The RationalWiki article on astrobiology points out another important factor: icy moons like Enceladus and Europa that are heated by tidal friction are also considered to be in the Goldilocks Zone. Therefore, the Goldilocks Zone could be considered to have extra "pockets" around places such as those moons. Arguably, ozone layers and magnetospheres are also considered when evaluating habitability -- as more information about the planet is gathered and processed, every new clue is added to the analysis.
It is also possible that planets inside the Goldilocks Zone may be inhabitable. For example, tidal locking may cause wild climate effects... although recent work suggests that may be less of a problem.
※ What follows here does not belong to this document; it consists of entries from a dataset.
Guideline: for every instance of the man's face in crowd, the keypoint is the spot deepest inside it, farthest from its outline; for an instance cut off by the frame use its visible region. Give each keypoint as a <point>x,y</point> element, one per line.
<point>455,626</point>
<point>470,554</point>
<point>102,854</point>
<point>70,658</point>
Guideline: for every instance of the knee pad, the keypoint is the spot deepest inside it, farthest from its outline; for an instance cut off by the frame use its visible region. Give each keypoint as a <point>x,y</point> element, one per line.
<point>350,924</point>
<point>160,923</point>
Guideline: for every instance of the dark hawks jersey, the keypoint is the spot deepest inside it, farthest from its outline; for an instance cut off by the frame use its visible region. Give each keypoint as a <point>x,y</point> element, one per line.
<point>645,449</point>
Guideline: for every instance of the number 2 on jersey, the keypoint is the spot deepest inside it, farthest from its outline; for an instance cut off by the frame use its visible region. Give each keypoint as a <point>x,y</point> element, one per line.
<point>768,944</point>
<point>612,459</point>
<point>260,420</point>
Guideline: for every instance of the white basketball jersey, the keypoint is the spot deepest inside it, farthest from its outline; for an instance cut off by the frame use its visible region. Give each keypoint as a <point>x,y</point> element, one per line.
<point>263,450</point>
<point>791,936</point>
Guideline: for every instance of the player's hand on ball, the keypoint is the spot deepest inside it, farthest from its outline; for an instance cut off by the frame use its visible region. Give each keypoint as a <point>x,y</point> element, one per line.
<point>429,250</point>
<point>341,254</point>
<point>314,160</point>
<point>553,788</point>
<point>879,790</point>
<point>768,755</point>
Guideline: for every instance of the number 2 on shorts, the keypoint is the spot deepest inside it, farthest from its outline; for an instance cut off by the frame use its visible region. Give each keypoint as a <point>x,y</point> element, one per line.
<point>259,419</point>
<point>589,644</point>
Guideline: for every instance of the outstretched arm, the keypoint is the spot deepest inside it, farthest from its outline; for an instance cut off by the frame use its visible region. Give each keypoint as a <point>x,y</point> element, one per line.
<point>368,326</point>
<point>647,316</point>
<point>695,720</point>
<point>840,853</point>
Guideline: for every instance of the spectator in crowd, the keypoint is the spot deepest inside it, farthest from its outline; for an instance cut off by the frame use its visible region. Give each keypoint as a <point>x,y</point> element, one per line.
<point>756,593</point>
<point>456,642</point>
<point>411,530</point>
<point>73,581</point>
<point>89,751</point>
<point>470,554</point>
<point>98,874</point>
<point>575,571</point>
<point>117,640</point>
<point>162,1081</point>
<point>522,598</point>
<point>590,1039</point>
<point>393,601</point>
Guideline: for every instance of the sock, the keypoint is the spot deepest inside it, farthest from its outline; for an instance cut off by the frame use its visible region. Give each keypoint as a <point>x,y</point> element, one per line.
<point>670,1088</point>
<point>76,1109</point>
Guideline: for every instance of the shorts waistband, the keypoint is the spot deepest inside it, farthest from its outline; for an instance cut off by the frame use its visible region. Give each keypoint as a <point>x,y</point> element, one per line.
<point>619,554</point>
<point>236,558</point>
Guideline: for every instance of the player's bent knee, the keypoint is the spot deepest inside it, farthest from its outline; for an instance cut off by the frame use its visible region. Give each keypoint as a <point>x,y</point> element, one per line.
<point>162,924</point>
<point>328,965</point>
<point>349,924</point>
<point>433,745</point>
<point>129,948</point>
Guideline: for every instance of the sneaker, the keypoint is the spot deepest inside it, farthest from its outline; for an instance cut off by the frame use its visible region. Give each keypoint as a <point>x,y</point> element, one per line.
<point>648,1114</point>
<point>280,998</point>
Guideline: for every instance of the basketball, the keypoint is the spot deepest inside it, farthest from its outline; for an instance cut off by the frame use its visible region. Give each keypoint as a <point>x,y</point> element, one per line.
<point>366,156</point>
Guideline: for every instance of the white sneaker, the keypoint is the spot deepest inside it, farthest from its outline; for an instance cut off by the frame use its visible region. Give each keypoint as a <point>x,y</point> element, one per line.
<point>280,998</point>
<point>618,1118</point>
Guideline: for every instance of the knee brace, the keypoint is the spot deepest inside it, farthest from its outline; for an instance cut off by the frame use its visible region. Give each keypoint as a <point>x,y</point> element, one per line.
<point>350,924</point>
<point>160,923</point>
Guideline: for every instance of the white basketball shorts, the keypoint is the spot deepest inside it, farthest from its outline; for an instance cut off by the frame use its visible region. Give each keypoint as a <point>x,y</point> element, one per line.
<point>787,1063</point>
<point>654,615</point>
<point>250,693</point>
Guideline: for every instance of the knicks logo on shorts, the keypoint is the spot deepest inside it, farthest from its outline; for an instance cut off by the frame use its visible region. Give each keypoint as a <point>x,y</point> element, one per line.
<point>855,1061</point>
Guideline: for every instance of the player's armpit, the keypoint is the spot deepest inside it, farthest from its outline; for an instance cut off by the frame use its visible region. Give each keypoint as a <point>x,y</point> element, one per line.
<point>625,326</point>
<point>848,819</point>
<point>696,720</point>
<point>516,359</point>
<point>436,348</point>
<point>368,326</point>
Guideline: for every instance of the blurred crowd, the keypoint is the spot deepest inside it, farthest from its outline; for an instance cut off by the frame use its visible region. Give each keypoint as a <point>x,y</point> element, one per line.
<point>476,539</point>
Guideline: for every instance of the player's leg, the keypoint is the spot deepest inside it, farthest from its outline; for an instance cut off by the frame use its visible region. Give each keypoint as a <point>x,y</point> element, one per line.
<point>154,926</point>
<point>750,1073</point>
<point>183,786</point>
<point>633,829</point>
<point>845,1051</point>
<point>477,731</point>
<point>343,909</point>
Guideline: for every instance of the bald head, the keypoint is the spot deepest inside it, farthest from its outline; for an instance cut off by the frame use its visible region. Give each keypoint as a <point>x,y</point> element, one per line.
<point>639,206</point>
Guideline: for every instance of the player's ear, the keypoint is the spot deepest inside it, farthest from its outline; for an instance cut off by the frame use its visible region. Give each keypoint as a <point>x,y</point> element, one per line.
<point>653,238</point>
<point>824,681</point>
Onto your next point about radiation resistance. Welcome to the field of astrobiology! Studying life that can thrive in extreme conditions is essentially all that an astrobiologist does. You mentioned radiation resistant bacteria, there is also radiation resistance fungus which had been discovered thriving around the Chernobyl disaster site, and the tardigrade is an example of an actual animal that can withstand around 1000 times the amount of radiation as other animals.
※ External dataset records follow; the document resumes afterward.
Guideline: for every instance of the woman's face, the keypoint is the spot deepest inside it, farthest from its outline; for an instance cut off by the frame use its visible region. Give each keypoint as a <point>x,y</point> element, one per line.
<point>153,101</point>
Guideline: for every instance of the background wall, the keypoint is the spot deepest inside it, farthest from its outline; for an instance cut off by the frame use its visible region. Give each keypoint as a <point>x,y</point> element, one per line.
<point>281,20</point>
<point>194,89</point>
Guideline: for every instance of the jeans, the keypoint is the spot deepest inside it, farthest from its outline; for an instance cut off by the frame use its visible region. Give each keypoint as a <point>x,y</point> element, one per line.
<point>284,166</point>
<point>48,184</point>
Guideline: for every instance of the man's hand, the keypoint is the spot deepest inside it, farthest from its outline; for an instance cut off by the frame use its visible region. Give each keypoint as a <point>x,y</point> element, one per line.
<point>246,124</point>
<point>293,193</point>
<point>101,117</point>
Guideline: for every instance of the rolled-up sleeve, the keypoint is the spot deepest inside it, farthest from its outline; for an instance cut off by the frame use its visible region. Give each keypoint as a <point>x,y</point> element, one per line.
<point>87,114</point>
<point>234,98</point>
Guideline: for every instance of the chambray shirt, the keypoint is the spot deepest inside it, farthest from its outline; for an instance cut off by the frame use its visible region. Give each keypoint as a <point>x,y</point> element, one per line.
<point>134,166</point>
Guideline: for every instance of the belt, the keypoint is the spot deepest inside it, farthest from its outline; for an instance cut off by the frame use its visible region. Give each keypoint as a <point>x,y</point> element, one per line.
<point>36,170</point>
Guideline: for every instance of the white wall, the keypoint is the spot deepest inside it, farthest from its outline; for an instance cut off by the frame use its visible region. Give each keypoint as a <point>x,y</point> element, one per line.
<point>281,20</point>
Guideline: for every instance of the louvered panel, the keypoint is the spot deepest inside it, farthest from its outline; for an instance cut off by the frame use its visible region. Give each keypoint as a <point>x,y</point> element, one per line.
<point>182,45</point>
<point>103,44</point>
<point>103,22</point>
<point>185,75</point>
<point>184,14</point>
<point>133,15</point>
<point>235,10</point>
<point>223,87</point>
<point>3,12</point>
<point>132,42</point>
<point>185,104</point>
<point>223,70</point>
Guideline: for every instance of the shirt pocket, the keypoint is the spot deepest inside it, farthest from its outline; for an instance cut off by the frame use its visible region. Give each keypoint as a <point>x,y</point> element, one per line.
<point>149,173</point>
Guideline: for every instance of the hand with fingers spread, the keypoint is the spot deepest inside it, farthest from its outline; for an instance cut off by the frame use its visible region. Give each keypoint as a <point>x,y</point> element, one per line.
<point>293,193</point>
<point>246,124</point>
Unfortunately I cannot quote a number for a maximum UV or radiation dose that DNA in general can withstand. However, different organisms have varying degrees of resistance to UV based on their respective evolutionary history, so I expect it would be inappropriate to suggest that the maximum dose that DNA alone can withstand corresponds to the maximum dose that the organism can withstand.
In my opinion (caution, I'm not an astrobiologist by training), the rate at which new discoveries are being made regarding extreme survivability of life on Earth suggests that something as simple as a minimum/maximum distance from a particular star is insufficient. So I think your question itself is part of the answer, it is an ongoing debate.